先分析一下Flink的优势,了解一下选用Flink的优势和必要性。
具体的Flink优势和特点,可以从网上进行搜索去查看。具体内容,参考以下几个链接:
https://www.infoq.cn/article/fRt1RF1pxu_ZtmeObOoJ
本文主要以实战为主,先构建Flink的运行环境,通过实际运行代码来感受和分析Flink。
二、helloworld 初试
1.1 搭建运行环境
使用docker快速搭建和启动Flink环境。docker的具体使用,请网上自行检索。
docker-compose.yml
version: "2.1"
services:
jobmanager:
image: flink
expose:
- "6123"
ports:
- "8081:8081"
command: jobmanager
environment:
- JOB_MANAGER_RPC_ADDRESS=jobmanager
taskmanager:
image: flink
expose:
- "6121"
- "6122"
depends_on:
- jobmanager
command: taskmanager
links:
- "jobmanager:jobmanager"
environment:
- JOB_MANAGER_RPC_ADDRESS=jobmanager
1.2 编写 helloword
maven工程配置文件:pom.xml
<project xmlns="http://maven.apache.org/POM/4.0.0" xmlns:xsi="http://www.w3.org/2001/XMLSchema-instance"
xsi:schemaLocation="http://maven.apache.org/POM/4.0.0 http://maven.apache.org/xsd/maven-4.0.0.xsd">
<modelVersion>4.0.0</modelVersion>
<groupId>com.tchen</groupId>
<artifactId>flink</artifactId>
<version>0.0.1-SNAPSHOT</version>
<packaging>jar</packaging>
<name>flink</name>
<url>http://maven.apache.org</url>
<properties>
<project.build.sourceEncoding>UTF-8</project.build.sourceEncoding>
<flink.version>1.7.0</flink.version>
<java.version>1.8</java.version>
<scala.binary.version>2.11</scala.binary.version>
<maven.compiler.source>${java.version}</maven.compiler.source>
<maven.compiler.target>${java.version}</maven.compiler.target>
</properties>
<repositories>
<repository>
<id>apache.snapshots</id>
<name>Apache Development Snapshot Repository</name>
<url>https://repository.apache.org/content/repositories/snapshots/</url>
<releases>
<enabled>false</enabled>
</releases>
<snapshots>
<enabled>true</enabled>
</snapshots>
</repository>
</repositories>
<dependencies>
<!-- Apache Flink dependencies -->
<!-- These dependencies are provided, because they should not be packaged into the JAR file. -->
<dependency>
<groupId>org.apache.flink</groupId>
<artifactId>flink-java</artifactId>
<version>${flink.version}</version>
<scope>provided</scope>
</dependency>
<dependency>
<groupId>org.apache.flink</groupId>
<artifactId>flink-streaming-java_${scala.binary.version}</artifactId>
<version>${flink.version}</version>
<scope>provided</scope>
</dependency>
<!-- Add connector dependencies here.
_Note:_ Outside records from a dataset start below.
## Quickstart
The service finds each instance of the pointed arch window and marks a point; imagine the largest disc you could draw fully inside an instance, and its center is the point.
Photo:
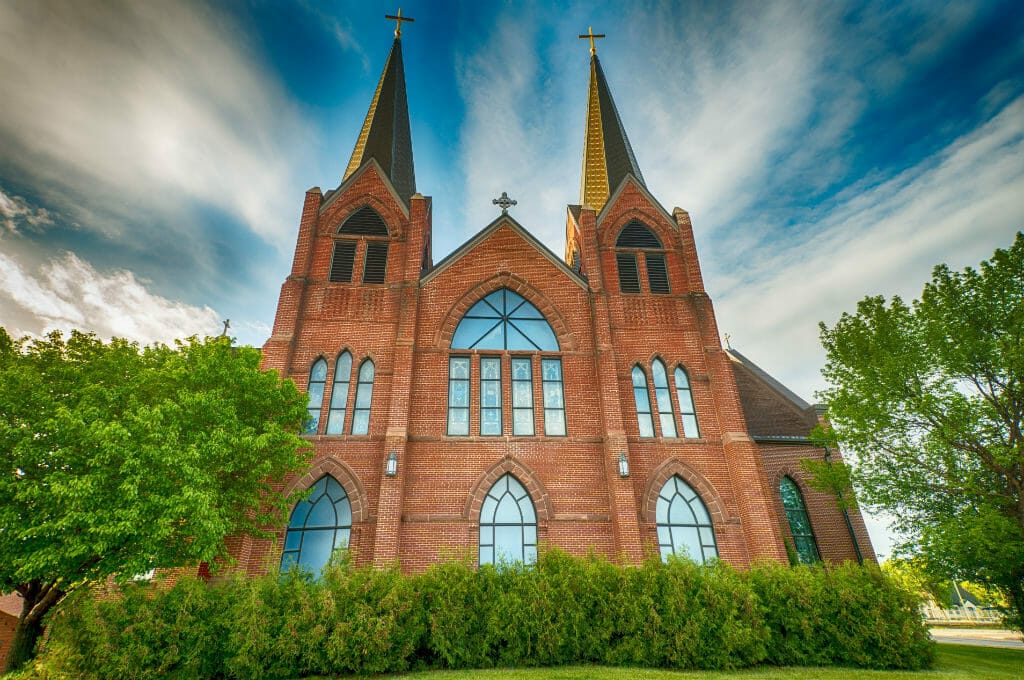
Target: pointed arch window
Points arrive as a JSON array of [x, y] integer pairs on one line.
[[504, 320], [508, 524], [684, 526], [800, 523], [636, 239], [685, 397], [367, 225], [317, 526], [317, 381], [339, 393], [663, 397], [642, 400], [500, 323], [364, 396]]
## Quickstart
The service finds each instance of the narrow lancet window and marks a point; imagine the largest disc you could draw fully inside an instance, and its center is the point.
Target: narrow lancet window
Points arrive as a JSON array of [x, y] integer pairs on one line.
[[666, 417], [800, 523], [364, 396], [339, 394], [685, 397], [317, 381], [642, 399]]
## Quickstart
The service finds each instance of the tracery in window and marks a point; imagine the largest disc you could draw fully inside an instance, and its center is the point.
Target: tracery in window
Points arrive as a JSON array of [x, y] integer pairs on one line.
[[684, 526], [504, 320], [339, 393], [364, 396], [642, 400], [317, 381], [663, 397], [800, 523], [508, 524], [317, 526], [636, 239], [685, 397]]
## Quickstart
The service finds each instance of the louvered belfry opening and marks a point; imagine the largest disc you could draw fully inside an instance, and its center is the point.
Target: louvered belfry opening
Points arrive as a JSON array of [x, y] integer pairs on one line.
[[637, 238], [365, 224]]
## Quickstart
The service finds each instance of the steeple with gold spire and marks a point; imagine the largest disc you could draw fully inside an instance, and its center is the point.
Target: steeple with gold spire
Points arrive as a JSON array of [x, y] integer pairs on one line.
[[385, 136], [607, 157]]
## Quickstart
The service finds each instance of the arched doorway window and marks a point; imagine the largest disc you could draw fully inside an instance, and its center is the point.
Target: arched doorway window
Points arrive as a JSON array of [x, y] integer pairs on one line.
[[317, 526], [683, 523], [508, 524], [800, 523]]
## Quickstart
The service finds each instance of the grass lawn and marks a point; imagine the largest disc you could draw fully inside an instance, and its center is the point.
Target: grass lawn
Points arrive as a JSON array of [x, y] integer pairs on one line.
[[953, 662]]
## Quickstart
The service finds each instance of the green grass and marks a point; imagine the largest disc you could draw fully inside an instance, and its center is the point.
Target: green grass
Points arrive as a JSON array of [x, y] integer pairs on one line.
[[953, 662]]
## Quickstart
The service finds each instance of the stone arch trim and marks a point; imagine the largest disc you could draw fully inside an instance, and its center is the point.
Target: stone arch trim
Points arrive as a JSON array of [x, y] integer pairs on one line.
[[542, 502], [394, 220], [674, 467], [654, 221], [566, 341], [344, 475]]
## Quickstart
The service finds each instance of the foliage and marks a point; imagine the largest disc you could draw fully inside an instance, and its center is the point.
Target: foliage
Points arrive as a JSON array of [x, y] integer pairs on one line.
[[117, 460], [930, 399], [562, 610]]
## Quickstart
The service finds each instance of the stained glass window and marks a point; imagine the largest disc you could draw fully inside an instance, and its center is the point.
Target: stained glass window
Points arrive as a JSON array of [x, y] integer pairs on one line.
[[317, 526], [508, 524], [339, 394], [683, 523], [685, 397], [663, 397], [642, 400], [317, 381], [800, 523], [504, 320], [364, 396]]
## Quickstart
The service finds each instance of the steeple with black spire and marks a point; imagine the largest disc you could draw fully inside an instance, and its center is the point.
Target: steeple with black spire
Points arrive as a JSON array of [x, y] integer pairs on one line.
[[385, 136], [607, 157]]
They must be in the default scope (compile). -->
<!-- Example:
<dependency>
<groupId>org.apache.flink</groupId>
<artifactId>flink-connector-kafka-0.10_${scala.binary.version}</artifactId>
<version>${flink.version}</version>
</dependency>
-->
<!-- Add logging framework, to produce console output when running in the IDE. -->
<!-- These dependencies are excluded from the application JAR by default. -->
<dependency>
<groupId>org.slf4j</groupId>
<artifactId>slf4j-log4j12</artifactId>
<version>1.7.7</version>
<scope>runtime</scope>
</dependency>
<dependency>
<groupId>log4j</groupId>
<artifactId>log4j</artifactId>
<version>1.2.17</version>
<scope>runtime</scope>
</dependency>
</dependencies>
<build>
<plugins>
<!-- Java Compiler -->
<plugin>
<groupId>org.apache.maven.plugins</groupId>
<artifactId>maven-compiler-plugin</artifactId>
<version>3.1</version>
<configuration>
<source>${java.version}</source>
<target>${java.version}</target>
</configuration>
</plugin>
<!-- We use the maven-shade plugin to create a fat jar that contains all necessary dependencies. -->
<!-- Change the value of <mainClass>...</mainClass> if your program entry point changes. -->
<plugin>
<groupId>org.apache.maven.plugins</groupId>
<artifactId>maven-shade-plugin</artifactId>
<version>3.0.0</version>
<executions>
<!-- Run shade goal on package phase -->
<execution>
<phase>package</phase>
<goals>
<goal>shade</goal>
</goals>
<configuration>
<artifactSet>
<excludes>
<exclude>org.apache.flink:force-shading</exclude>
<exclude>com.google.code.findbugs:jsr305</exclude>
<exclude>org.slf4j:*</exclude>
<exclude>log4j:*</exclude>
</excludes>
</artifactSet>
<filters>
<filter>
<!-- Do not copy the signatures in the META-INF folder.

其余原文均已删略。